ABC (Sevilla)

Una historia de dos ciudades

- POR MARTA SAN MIGUEL

FUNDADO EN 1903 POR DON TORCUATO LUCA DE TENA

«La clave está en respetar los lugares que habitamos. Hay una arquitectu­ra emocional en los balcones y las ventanas a las que todos nos hemos asomado. Al otro lado de los edificios hay familias enteras viviendo, hay estudiante­s con la luz encendida y gente que plancha, que abre los armarios y guarda las conservas que acaba de comprar, hay madres que lloran, hijos que rompen algo, ancianos solos, vaho en las paredes de un baño, hay cañerías y gotelé, hay pelusas, alguien que cose, hay piel y alfombras, aspiradora­s, puertas blindadas y quintos sin ascensor»

LA calle está desierta a pesar de ser media tarde de un sábado.

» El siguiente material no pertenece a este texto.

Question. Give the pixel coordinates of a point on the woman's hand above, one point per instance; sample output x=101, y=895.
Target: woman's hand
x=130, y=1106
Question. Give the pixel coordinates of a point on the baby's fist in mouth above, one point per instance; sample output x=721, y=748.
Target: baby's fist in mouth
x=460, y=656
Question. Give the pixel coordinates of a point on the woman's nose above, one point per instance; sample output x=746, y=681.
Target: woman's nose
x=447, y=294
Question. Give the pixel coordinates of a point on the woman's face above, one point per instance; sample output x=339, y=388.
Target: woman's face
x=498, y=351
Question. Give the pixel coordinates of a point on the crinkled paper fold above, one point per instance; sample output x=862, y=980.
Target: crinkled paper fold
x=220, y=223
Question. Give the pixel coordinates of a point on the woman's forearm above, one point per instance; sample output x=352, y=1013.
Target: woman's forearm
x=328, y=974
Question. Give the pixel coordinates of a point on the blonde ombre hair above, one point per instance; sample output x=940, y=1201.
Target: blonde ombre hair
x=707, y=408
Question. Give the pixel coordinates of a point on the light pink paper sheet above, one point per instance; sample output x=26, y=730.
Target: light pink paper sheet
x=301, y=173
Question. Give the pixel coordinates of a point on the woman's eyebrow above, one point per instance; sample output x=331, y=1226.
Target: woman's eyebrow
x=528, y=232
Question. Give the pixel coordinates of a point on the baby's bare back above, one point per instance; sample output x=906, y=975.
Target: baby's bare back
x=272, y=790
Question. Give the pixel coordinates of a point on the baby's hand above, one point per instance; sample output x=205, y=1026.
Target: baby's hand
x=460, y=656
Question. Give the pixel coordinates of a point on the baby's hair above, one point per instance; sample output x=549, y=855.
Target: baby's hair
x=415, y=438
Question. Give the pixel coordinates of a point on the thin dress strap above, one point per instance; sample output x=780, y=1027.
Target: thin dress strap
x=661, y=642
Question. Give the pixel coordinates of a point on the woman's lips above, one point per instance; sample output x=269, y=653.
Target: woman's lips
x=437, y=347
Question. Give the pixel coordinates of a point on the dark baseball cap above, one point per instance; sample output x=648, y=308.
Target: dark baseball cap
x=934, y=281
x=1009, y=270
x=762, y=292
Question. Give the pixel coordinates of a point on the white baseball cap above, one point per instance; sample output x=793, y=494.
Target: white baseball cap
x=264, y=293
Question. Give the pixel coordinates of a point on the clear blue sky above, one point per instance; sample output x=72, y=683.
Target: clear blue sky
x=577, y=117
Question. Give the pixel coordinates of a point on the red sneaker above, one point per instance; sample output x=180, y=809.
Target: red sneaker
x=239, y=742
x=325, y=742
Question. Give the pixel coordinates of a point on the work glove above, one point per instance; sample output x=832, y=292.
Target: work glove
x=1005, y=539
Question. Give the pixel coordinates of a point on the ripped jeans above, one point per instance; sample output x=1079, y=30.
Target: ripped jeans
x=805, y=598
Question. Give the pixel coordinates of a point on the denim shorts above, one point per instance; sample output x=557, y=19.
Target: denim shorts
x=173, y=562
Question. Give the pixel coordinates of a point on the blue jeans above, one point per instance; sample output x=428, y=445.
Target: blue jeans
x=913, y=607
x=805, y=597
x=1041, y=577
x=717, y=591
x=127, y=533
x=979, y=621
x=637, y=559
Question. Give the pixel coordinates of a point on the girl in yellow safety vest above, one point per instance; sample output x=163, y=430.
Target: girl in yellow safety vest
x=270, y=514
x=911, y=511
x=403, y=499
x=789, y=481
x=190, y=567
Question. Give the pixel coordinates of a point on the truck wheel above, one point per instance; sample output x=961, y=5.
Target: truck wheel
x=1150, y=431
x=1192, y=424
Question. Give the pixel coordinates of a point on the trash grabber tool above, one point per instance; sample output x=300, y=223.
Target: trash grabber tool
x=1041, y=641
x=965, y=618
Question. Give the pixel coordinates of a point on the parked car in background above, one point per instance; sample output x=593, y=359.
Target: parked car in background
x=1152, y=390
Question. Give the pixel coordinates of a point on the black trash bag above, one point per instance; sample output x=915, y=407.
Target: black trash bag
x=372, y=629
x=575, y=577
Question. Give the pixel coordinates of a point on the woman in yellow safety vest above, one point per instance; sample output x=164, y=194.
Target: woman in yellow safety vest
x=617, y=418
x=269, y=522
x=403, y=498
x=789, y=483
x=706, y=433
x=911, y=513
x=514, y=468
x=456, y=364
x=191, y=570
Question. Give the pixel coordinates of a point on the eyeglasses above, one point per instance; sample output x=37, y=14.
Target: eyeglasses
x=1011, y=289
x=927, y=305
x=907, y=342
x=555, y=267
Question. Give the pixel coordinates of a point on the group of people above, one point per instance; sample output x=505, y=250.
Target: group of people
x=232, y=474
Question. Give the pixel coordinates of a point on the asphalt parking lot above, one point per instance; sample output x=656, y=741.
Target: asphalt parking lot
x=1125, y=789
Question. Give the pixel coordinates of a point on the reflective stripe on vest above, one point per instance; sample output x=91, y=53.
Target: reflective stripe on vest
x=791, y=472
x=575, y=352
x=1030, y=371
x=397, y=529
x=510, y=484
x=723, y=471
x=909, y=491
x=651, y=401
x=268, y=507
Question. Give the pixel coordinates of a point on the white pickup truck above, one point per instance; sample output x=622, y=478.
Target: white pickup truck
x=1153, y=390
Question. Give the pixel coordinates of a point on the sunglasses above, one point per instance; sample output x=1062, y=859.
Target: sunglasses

Ha llovido, y las luces de las ventanas cerradas se filtran hacia fuera para recordar que, cuando llueve, en la pequeña ciudad donde vives uno no sale a pasear, si acaso sale a algún recado, a una forma práctica de existencia que haga que merezca la pena mojarse. Así que a esas horas, salvo algunos jóvenes que buscan ocio, solo se escuchan los neumáticos sobre los charcos con su sonido de papel rasgado al pasar, y tus pasos, claro, que caminan hacia la Filmoteca.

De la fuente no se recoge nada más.